On a side note, he has been getting better with sitting with me in the snuggle bag and just hanging out but the past few days he's been more grumpy than normal:/ Wahh!


----------



## shawnwk1 (Jul 8, 2011)

lol sounds like he's having fun. you might try using just a papertowel in his litterbox (but from the way he sounds he may drag this into his sleeping box/bag lol) or you can try yesterdays news litter it's safe and it's a little bit heavier so not as easy for him to knock out of the box. with yesterdays news just keep an eye out to make sure he's not eating it. if he does start eating it remove it immediately so it doesn't cause internal impaction.


----------



## casxcore (Jul 28, 2011)

I had tissue paper in the old ones and they just ended up moving when he would walk on it/try to burrow under the fleece liner and shove it out of the way hahah I thought maybe the litter would fix that but now its just more of a mess:/ I just don't understand why he would roll around in it? Isn't that odd?

*toilet paper


----------



## shawnwk1 (Jul 8, 2011)

Some hedgies just find odd ways of amusing themselves. Try using the papertowel in there w/ a brick on it to hold it down so it doesn't move so much when he liner dives


----------



## shaelikestaquitos (Feb 2, 2010)

Actually most hedgies display this behavior if you give them chinchilla sand too. It's their way of cleaning themselves. Of course, most people don't give chinchilla sand because people are divided on whether it is safe or not (especially with boys since it can get stuck on their penal sheath). Why don't you try some paper towels, but rip them up and put them in the box, or maybe just put whole pieces instead.


----------



## Immortalia (Jan 24, 2009)

I would suggest just switching to pelleted litter. There are just too many horror stories of boys mutilating themselves because they got kitty litter stuck up in their boy part. I'm not sure if that thread is still around, but months back, we had someone go through the horror, where their boy actually started biting himself to bits....to get stuff out of his part... It wasn't pretty...


----------



## Lilysmommy (Jan 7, 2009)

Immortalia said:


> I would suggest just switching to pelleted litter. There are just too many horror stories of boys mutilating themselves because they got kitty litter stuck up in their boy part. I'm not sure if that thread is still around, but months back, we had someone go through the horror, where their boy actually started biting himself to bits....to get stuff out of his part... It wasn't pretty...
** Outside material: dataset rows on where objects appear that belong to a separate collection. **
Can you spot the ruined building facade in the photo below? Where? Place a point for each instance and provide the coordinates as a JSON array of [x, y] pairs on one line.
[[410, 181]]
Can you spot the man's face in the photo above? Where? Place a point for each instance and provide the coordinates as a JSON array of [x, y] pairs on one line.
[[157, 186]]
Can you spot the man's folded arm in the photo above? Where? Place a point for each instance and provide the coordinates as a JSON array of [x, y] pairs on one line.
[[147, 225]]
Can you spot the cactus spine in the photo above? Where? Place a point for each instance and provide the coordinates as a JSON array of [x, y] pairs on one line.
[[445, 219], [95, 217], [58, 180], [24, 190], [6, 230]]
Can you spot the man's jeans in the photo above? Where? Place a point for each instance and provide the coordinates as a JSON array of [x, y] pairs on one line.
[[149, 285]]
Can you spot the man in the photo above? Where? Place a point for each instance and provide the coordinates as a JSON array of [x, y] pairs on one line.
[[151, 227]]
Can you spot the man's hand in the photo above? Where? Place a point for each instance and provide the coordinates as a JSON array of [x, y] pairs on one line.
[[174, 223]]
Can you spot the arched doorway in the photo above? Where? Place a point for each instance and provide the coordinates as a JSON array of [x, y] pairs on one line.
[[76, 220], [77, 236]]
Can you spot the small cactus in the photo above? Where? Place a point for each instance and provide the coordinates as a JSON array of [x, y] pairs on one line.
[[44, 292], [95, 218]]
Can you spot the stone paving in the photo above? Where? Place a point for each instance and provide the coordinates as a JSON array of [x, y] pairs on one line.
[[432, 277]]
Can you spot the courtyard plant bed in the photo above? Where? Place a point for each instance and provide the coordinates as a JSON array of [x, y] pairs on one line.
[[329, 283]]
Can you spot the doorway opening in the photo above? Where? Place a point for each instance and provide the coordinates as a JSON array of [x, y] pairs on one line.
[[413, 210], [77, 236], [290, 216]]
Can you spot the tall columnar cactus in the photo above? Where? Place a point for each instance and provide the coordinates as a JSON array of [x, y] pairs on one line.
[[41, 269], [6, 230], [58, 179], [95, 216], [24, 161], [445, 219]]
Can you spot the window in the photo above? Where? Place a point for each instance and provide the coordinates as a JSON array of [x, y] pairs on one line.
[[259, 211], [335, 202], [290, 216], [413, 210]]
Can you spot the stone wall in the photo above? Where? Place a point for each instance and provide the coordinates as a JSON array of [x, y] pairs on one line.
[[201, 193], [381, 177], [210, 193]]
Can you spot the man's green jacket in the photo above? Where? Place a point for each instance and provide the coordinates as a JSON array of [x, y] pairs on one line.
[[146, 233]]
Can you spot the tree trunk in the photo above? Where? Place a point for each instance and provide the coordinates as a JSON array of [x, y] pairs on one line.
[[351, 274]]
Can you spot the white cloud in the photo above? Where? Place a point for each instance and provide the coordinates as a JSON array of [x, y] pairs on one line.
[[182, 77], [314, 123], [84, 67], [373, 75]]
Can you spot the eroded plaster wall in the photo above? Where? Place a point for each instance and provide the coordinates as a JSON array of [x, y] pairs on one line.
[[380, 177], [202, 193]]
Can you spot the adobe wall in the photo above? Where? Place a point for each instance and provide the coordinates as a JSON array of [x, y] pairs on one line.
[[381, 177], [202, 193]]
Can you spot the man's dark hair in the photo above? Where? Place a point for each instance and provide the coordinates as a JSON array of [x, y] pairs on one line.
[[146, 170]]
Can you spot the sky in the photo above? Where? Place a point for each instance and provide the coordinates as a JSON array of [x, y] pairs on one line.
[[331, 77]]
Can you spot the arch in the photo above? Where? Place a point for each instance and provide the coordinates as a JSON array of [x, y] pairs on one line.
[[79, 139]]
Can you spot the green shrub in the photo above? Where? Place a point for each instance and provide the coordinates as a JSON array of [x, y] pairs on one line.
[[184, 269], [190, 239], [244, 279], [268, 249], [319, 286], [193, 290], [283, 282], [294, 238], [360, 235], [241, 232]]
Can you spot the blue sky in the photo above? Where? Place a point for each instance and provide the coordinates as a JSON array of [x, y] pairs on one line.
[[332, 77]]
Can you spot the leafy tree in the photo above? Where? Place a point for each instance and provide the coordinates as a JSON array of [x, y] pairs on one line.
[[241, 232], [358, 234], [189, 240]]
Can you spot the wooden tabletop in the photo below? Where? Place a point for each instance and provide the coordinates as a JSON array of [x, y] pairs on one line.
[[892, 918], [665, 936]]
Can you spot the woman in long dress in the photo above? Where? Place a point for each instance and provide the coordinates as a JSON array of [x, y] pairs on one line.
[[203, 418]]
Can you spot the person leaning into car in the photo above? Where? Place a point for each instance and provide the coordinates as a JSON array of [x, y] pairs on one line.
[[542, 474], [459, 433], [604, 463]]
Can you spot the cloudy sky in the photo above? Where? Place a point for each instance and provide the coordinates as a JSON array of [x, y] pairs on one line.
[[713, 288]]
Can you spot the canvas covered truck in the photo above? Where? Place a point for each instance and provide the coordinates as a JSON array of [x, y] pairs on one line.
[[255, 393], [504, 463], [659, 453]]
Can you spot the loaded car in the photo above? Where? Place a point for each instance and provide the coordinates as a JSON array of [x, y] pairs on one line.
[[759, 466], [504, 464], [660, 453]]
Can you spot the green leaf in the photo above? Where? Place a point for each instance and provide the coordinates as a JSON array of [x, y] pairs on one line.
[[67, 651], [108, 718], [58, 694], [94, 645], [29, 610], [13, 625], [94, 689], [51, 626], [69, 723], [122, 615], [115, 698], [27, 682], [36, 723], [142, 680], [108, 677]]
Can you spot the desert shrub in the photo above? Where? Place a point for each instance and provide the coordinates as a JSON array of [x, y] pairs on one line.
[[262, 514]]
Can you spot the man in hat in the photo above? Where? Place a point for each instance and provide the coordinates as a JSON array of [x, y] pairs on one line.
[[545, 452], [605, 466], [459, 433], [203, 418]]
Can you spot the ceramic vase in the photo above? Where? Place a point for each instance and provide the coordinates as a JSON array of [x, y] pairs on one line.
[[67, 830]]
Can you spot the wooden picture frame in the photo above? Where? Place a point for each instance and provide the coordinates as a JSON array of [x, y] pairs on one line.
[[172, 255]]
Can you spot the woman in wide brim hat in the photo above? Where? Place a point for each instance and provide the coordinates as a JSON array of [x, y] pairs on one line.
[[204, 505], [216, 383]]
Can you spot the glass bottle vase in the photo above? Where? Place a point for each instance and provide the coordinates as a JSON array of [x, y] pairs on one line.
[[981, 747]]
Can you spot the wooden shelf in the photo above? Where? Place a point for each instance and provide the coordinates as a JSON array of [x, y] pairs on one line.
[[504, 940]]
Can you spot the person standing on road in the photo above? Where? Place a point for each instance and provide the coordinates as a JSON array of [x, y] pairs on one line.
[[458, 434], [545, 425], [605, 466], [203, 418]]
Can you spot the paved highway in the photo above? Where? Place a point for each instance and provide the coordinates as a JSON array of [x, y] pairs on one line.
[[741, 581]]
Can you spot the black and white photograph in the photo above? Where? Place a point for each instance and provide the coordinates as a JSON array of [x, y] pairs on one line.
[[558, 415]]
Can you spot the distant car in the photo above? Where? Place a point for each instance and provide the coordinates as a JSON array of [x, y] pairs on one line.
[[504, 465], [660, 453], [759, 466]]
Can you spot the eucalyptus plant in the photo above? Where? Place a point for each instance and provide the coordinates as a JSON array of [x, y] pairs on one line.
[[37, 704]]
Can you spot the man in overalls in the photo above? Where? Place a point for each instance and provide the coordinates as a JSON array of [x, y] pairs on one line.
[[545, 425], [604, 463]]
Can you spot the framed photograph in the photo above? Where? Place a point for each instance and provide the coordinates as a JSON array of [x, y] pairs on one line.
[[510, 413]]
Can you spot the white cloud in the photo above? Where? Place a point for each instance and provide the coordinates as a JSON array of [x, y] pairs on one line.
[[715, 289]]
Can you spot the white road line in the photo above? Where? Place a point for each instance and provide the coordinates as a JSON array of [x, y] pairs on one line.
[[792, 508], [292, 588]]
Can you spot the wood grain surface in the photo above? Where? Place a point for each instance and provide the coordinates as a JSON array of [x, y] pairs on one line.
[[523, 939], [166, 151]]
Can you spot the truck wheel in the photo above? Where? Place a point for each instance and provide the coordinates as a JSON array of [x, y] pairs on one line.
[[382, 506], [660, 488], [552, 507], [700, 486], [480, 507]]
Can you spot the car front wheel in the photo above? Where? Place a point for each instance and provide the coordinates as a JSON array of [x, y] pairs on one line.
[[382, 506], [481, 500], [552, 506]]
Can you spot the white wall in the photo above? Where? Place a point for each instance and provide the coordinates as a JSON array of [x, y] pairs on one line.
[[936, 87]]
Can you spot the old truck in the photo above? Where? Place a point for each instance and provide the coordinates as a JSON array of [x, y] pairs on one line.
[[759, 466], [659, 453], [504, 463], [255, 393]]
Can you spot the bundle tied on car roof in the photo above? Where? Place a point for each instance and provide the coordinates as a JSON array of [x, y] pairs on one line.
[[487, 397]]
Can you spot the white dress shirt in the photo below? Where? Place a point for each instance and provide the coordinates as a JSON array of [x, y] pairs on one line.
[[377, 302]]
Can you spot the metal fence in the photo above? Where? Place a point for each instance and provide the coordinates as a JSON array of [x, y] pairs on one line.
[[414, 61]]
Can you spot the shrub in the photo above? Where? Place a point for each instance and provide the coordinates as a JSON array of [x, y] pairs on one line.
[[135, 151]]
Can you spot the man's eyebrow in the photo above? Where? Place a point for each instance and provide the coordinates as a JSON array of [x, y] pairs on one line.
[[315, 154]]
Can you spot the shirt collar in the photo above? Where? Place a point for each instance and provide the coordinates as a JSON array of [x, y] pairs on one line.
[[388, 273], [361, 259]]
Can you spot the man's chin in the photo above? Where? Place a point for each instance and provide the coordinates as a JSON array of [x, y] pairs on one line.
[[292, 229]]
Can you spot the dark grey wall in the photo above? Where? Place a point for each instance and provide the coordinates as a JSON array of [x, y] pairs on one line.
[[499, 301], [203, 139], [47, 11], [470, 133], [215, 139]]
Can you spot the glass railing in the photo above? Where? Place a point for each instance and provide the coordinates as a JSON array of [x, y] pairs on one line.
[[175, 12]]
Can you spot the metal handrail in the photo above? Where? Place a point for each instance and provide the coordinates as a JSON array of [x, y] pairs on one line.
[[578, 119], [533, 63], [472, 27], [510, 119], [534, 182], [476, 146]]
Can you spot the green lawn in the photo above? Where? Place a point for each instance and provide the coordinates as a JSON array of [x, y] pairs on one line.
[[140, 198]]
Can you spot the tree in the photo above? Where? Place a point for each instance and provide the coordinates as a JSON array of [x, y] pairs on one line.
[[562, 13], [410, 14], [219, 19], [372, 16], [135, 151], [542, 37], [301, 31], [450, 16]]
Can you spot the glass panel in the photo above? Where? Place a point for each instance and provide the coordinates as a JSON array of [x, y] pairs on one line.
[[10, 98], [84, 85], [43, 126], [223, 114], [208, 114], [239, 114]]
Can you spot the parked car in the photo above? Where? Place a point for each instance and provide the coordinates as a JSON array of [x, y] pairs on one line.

Oh god, I remember that thread... >_< I completely agree with switching to pelleted litter like Yesterday's News or Fresh News.


----------



## casxcore (Jul 28, 2011)

Oh, no. That's horrible! He hasn't actually gone near it with the exception of knocking it out of the way to liner dive and rolling around in it but I will definitely be changing it right away. When I saw him doing it the first thing I thought of was a chinchilla hahahah silly boy.


----------



## casxcore (Jul 28, 2011)

He definitely ate some of it. I saw some kitty litter in his poop after I took it away from him, but I've had my eye on him and he is eating/drinking and especially pooping fine now. 

I can't believe he ate some of it. Every time I heard him in it, I would jump up and check on him and he would either roll in it or just run away.. Ah, well at least I can give the rest of the bag to my Mom for her cats. :roll:


----------